Les attaques sont un casse-tête majeur pour HSBC, qui a commencé sa vie il y a plus de 150 ans sous le nom de Hongkong and Shanghai Banking Corporation dans le but de financer le commerce entre l’Asie et l’Europe. La banque a toujours une présence commerciale importante dans la région: l’année dernière, ses divisions de Hong Kong et de Chine ont tiré suffisamment d’argent pour effacer les pertes au Royaume-Uni et maintenir l’entreprise rentable.

HSBC a refusé de commenter.
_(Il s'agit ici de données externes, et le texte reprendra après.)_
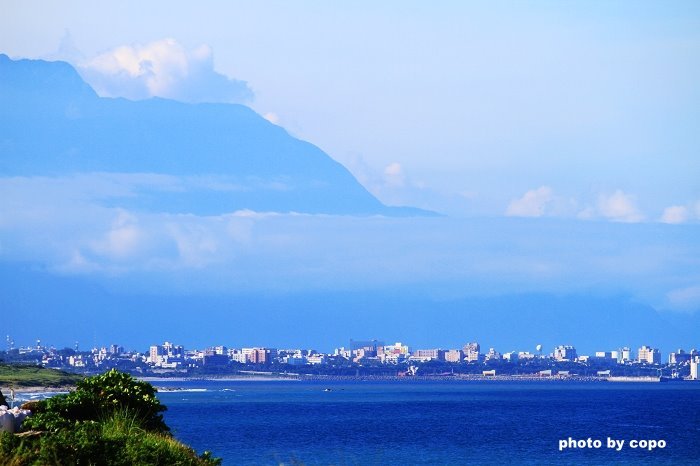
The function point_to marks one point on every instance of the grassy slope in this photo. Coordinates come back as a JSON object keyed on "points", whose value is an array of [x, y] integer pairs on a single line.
{"points": [[34, 376]]}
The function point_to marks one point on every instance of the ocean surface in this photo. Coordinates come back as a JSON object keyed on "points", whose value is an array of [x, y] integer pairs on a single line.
{"points": [[396, 422]]}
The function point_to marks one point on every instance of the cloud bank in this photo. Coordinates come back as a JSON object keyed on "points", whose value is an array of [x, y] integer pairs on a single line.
{"points": [[78, 226], [163, 68]]}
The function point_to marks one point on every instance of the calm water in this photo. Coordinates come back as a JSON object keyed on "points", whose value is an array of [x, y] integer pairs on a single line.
{"points": [[359, 423]]}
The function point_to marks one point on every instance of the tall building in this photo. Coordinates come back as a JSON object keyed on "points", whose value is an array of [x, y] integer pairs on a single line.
{"points": [[624, 355], [565, 353], [678, 357], [695, 368], [454, 356], [472, 352], [648, 355], [427, 355]]}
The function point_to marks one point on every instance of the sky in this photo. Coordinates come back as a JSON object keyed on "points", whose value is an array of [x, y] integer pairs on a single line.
{"points": [[559, 138]]}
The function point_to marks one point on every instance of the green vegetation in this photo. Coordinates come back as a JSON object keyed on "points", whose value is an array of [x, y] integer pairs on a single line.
{"points": [[110, 419], [29, 376]]}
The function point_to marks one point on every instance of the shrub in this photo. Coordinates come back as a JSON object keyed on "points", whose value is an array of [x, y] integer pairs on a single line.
{"points": [[99, 397], [110, 419]]}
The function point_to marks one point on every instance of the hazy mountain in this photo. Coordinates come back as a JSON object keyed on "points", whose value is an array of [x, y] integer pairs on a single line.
{"points": [[53, 123]]}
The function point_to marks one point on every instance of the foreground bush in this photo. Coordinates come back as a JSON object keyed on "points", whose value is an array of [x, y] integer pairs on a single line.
{"points": [[110, 419]]}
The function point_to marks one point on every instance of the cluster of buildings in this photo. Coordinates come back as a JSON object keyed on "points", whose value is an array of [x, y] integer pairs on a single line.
{"points": [[169, 356]]}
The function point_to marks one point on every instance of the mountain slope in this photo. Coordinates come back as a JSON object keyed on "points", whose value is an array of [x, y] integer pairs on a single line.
{"points": [[52, 123]]}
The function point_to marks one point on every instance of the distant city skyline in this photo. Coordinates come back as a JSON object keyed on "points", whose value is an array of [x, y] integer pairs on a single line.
{"points": [[560, 140]]}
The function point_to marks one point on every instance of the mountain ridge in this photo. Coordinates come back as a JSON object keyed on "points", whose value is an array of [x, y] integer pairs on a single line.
{"points": [[53, 124]]}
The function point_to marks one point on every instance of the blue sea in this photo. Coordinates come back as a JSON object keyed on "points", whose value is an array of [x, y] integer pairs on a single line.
{"points": [[451, 422]]}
Le titre de la banque cotée à Hong Kong a clôturé en baisse de 1,5% mercredi.

Un piéton passant devant HSBC à Hong Kong en 2017.

En tant qu’entreprise britannique, la banque court le risque de devenir des dommages collatéraux entre le Royaume-Uni et la Chine, a déclaré Willy Lam, professeur adjoint au Center of China Studies de l’Université chinoise de Hong Kong.

Il a noté que Huawei, par exemple, essaie de persuader le gouvernement britannique qu’il peut faire confiance pour aider à construire le réseau 5G du pays. Si les avancées de Huawei sont rejetées par les régulateurs britanniques, la Chine pourrait riposter en punissant HSBC, a déclaré Lam. On dit aussi depuis longtemps que la banque figure sur une liste de entreprises étrangères « peu fiables » que la Chine pourrait mettre sur liste noire.

« Il n’est pas surprenant que les Chinois aient choisi HSBC comme … objectif », a déclaré Lam.

Washington, quant à lui, « essaie de construire une coalition » d’alliés contre Pékin, selon Lam. Il a déclaré que la décision de Pompeo de faire appel à HSBC reflète spécifiquement les tensions « exacerbées » entre les États-Unis et la Chine.

À certains égards, a déclaré Lam, la situation difficile de HSBC ressemble maintenant à la tempête politique qui a ravagé la compagnie aérienne phare de Hong Kong. Cathay Pacific (CPCAY). Certains de ses collaborateurs participé à de vastes manifestations anti-gouvernementales dans la ville l’année dernière, en colère contre Pékin. Et tandis que la compagnie aérienne a pris des mesures pour capituler devant les autorités chinoises, deux de ses dirigeants ont finalement démissionné.

– Eoin McSweeney, Isaac Yee et Jennifer Hansler ont contribué à ce rapport.